Creditors that aren't paid back often are able to obtain a wage garnishment against individuals, and therefore receive money directly from an employee's paycheck. This takes place until the debt is repaid. The federal government requires that wage garnishments be less than 25 percent of the individual's disposable income. In this context, disposable income means gross income less taxes and other mandatory deductions.
Since 1099 contractors are not technically employees, creditors usually can't garnish their wages. However, that doesn't mean that contractors get off scot-free. According to AllLaw.com, creditors also can request a non-wage or non-earnings garnishment. Non-wage garnishments typically are a one-time withdrawal of assets from your bank account based on current account balance and expected business income.
Limits on Non-Wage Garnishments
While federal and state regulations govern how much in wages can be garnished, the protections aren't as robust for non-wage garnishment. Unlike wage garnishments, filing bankruptcy doesn't necessarily stop a non-wage garnishment. This varies by location. Some states consider self-employment income to be the same as wages for garnishment purposes and limit the amount that can be garnished. In other states, there's no legal restriction on how large the levy can be.
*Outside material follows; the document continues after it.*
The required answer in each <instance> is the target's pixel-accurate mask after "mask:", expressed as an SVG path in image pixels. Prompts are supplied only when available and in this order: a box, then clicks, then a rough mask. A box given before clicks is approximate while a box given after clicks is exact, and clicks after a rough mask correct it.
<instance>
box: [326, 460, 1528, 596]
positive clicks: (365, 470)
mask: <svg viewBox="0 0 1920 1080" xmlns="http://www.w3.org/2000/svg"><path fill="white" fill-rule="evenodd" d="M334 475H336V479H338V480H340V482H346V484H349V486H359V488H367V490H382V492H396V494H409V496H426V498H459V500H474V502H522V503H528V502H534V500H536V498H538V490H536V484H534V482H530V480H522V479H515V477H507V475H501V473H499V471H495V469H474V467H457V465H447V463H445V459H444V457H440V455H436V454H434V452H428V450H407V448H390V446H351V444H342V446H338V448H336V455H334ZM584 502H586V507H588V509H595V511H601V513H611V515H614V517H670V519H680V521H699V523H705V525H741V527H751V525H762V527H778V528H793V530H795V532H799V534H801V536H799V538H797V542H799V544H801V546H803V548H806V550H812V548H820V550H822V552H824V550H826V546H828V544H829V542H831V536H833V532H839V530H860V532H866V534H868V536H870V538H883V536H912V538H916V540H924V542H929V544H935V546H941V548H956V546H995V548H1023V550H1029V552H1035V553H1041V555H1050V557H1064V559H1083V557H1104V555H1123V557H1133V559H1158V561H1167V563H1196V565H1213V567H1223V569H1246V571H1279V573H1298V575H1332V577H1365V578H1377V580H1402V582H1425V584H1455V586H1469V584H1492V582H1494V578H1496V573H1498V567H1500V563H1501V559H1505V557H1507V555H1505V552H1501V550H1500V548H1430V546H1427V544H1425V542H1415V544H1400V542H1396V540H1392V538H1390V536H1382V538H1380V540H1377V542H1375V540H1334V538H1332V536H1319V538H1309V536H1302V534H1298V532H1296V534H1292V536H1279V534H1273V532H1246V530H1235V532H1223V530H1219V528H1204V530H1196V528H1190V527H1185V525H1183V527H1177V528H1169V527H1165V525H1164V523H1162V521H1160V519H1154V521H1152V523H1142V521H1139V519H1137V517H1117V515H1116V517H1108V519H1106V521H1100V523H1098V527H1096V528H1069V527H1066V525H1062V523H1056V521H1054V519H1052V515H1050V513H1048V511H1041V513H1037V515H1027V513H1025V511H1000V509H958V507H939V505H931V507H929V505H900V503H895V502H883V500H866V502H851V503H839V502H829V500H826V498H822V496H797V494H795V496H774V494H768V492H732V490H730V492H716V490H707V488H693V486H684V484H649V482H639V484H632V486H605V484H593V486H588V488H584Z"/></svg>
Some 1099 contractors may have a separate business bank account for their sole proprietorship or partnership. However, these business bank accounts are not necessarily outside of the reach of a garnishment. Since these businesses are not separate legal entities, the accounts still belong to you as the taxpayer and can be garnished for your personal debts. However, creditors will have a harder time accessing business bank accounts if you own a C corporation or an LLC.